The service sector of the global economy is enormously significant, and growing more so with declines in commodities and manufacturing. The hospitality industry is the archetype of carefully crafted services, including, for instance, the touchpoints throughout your stay at a Four Seasons Hotel. There are many service providers that can benefit from a design approach: a hospital waiting room, the community newspaper, or airport security. It’s the personal attention you get when you browse a shop’s merchandise, the alacrity with which you can pay your mobile phone bill, and how closely you feel a service met or exceeded your needs and desires. As the designer, you are acting as choreographer of a play which consists of both tangible and intangible components, and services that people will immediately notice and ones that quietly improve the landscape.

For centuries services were simple exchanges between a provider and a customer (a cobbler providing a service to those who need their shoes repaired). Today, the world of commerce is dominated by service providers with complex organizational structures (mobile phone companies with many products, many services, and tens of thousands of employees). These structures can be mired down in bureaucracy, where key decision-makers are so far detached from the customer that they have little idea what real customer needs and experiences are. Customer data and market research is sometimes used to help create or improve services, but this type of information rarely captures valuable customer insight. Design research methods which will be employed in this course bring business a new lens that creates long-lasting and meaningful services and oppose gimmicky marketing and profit-driven decisions from deductive reasoning.

Design’s focus is on people and their interactions across a broad landscape. Using design research methods and abductive reasoning, design moves existing states into preferred ones. You’ll take crisscrossing paths on your way towards this preferred state, having a human-centered focus along the way, and then focus and bring your ideas into concrete reality at the end. Great design can bring clarity to messages, enrich lives, create wholes from desperate parts, and understand that we live and work in a complex and ever-changing system.

This studio course exemplifies what it means to work today. You’ll be in groups where each member will contribute to the efforts of research, idea generation, and realization. Each group will interface directly with a client and I will be there to be a guide and facilitator. 9 credit hours; no pre-requisites.

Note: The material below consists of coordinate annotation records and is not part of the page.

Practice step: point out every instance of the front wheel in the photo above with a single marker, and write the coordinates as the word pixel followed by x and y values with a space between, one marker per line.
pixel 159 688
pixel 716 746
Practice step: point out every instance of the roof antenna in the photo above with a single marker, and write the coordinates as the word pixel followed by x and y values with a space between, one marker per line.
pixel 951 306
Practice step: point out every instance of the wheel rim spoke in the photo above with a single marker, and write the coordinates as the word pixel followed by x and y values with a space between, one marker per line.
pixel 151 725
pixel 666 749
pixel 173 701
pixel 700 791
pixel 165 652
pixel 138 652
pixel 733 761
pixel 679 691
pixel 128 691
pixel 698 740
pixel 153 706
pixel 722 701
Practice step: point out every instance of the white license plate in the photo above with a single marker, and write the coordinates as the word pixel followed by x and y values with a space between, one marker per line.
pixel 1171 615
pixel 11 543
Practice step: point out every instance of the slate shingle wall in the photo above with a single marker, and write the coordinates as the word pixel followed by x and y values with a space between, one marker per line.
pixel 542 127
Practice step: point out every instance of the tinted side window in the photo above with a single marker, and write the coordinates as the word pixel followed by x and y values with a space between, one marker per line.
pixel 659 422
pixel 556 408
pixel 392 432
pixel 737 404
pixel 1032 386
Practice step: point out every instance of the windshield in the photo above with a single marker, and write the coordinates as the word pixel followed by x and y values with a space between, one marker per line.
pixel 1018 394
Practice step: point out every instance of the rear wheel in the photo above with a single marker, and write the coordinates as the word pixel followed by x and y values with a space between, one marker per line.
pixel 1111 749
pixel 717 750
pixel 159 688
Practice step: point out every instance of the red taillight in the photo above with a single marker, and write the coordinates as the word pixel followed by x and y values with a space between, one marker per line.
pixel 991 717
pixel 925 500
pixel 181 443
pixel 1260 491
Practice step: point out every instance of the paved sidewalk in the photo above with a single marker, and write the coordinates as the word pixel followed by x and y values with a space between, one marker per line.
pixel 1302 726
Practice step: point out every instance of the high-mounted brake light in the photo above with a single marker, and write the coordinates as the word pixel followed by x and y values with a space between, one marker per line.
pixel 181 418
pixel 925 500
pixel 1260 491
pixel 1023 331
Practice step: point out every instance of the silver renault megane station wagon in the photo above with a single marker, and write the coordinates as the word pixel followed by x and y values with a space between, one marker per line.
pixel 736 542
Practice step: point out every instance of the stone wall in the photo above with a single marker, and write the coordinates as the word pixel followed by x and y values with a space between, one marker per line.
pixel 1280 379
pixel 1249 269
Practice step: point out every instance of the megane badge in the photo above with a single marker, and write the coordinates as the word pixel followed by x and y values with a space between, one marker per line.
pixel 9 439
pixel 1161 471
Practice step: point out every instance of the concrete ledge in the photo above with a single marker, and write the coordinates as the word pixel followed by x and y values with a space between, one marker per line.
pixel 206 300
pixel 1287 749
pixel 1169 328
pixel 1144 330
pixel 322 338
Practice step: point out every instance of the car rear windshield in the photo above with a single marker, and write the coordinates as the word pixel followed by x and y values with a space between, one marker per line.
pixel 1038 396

Industrial Design Mini 51-263

Objects play such important roles in our lives. Aesthetics, ergonomics, materials, and engineering serve as the basis for how well-designed objects were conceived but it’s not often that we explicitly talk about the life of objects and products before they reach our hands. Industrial Design’s history is rooted in the rise of mass production and flourished through the consumption of the 20th Century. Today find ourselves searching for and implementing new ways of making things that serve the needs of the ecosystem and people alike. But these matters aside, the role of three-dimensional things like chairs, phones, buildings, and kitchen utensils answer to a higher calling than just filling up our world: they support the interaction between people, our environment, and society at large.

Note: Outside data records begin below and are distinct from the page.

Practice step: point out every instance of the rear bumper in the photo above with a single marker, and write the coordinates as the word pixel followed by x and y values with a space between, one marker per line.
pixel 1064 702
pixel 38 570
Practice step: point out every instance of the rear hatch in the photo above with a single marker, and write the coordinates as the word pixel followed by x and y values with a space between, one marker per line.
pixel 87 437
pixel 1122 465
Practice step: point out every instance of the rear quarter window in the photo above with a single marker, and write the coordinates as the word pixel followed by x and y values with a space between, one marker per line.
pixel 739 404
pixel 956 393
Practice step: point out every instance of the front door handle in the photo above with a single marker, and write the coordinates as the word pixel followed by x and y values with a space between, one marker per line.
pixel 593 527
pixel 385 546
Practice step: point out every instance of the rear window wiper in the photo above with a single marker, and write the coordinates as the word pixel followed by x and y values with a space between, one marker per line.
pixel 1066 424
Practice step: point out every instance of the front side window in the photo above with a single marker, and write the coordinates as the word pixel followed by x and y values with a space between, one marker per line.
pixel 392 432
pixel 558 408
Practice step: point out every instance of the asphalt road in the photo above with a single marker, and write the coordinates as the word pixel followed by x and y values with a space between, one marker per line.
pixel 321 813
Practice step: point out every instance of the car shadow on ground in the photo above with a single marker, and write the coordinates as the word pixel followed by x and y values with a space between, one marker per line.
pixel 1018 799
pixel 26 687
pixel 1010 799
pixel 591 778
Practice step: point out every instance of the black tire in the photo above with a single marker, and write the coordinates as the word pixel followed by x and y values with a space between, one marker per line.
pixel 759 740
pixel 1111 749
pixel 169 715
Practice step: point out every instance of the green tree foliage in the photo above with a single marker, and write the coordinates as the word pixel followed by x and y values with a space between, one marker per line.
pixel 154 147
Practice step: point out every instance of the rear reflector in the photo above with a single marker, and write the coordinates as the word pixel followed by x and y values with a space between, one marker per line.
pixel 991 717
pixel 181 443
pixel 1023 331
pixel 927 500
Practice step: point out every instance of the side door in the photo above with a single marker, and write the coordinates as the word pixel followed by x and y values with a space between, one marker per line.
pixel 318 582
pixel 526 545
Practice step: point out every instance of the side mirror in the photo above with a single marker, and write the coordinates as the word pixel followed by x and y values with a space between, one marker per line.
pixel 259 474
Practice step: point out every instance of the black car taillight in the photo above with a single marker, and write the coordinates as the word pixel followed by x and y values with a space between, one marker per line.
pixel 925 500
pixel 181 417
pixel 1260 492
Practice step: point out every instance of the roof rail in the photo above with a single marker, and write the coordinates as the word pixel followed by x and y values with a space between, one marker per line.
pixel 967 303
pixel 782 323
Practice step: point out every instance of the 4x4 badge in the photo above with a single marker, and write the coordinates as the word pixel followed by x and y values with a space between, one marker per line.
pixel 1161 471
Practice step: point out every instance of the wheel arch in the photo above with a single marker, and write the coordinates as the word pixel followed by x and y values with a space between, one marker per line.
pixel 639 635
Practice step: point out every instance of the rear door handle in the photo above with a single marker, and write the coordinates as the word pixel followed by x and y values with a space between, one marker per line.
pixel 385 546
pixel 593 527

Objects also become a part of our personal narrative and serve roles in how we identify ourselves. Most obviously, objects can become symbols of status — a BMW, a leather chair, an attaché case. But objects that are more democratic in nature — an iPhone, an Aeron chair — or ones that are shared by a community, serve a similar role in helping us tell stories about who we are and what we value as a culture. They are a testament to our place and time.

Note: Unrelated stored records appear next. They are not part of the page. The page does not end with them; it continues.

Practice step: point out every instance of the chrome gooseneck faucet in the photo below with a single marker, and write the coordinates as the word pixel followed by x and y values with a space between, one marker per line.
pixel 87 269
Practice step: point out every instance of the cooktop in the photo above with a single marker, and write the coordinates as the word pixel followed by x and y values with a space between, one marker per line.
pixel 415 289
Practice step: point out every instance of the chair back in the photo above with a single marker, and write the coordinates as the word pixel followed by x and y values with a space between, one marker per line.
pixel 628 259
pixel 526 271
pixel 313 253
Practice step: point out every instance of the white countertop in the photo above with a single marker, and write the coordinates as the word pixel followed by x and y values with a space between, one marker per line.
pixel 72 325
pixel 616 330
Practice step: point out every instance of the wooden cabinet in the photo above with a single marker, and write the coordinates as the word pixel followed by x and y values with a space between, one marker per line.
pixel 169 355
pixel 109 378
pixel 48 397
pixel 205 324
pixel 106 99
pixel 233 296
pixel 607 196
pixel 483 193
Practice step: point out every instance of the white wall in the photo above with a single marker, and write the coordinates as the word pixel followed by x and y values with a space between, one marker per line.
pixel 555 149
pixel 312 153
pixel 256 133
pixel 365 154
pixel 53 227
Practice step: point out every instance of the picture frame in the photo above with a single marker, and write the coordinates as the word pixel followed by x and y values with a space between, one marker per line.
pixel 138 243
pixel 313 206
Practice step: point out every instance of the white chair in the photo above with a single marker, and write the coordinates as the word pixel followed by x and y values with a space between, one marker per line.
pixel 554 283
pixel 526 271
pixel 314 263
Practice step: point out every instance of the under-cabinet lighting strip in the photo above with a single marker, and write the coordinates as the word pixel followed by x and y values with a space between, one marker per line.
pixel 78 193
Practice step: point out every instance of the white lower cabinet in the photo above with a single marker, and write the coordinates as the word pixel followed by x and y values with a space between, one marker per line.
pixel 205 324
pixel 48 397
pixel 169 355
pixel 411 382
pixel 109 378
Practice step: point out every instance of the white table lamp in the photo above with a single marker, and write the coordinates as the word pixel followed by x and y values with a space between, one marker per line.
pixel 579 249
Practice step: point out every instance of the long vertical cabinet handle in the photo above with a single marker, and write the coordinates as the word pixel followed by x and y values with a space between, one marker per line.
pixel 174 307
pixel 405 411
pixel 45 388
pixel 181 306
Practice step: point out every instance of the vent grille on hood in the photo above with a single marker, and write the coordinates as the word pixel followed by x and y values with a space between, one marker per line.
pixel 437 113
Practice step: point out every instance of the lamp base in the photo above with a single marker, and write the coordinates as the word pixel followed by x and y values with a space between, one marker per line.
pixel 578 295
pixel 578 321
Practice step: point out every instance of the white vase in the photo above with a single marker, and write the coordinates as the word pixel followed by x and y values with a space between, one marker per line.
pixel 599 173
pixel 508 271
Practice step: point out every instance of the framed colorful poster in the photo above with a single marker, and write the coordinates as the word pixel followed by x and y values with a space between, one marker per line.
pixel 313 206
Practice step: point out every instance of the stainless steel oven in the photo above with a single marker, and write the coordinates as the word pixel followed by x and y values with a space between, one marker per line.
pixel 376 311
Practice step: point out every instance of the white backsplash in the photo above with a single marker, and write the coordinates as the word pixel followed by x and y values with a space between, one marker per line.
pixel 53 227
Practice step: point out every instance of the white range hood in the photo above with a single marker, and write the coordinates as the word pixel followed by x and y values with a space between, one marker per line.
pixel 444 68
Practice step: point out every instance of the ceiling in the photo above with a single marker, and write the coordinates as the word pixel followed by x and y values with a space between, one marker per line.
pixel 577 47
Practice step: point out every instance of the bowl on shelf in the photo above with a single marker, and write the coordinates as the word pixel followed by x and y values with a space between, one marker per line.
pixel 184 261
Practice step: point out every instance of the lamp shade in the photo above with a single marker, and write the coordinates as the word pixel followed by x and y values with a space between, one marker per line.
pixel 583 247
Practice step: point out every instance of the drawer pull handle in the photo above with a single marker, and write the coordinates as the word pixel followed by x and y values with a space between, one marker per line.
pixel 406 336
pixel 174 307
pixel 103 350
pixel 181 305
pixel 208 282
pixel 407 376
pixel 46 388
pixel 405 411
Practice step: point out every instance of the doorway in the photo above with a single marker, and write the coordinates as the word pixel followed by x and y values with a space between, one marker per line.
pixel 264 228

In this mini, we’ll go through a process of research, ideation, and prototyping to bring form to two different types of objects. They won’t become manufactured or machined, but will — I hope — become usable. You will be pushed to explore the boundaries of the projects and are required to develop various concepts for each. Your sketchbook is just as valuable as your final pieces at demonstrating your effort in this class and both process and final product will be equal factors in evaluation. 6 credit hours; no pre-requisites.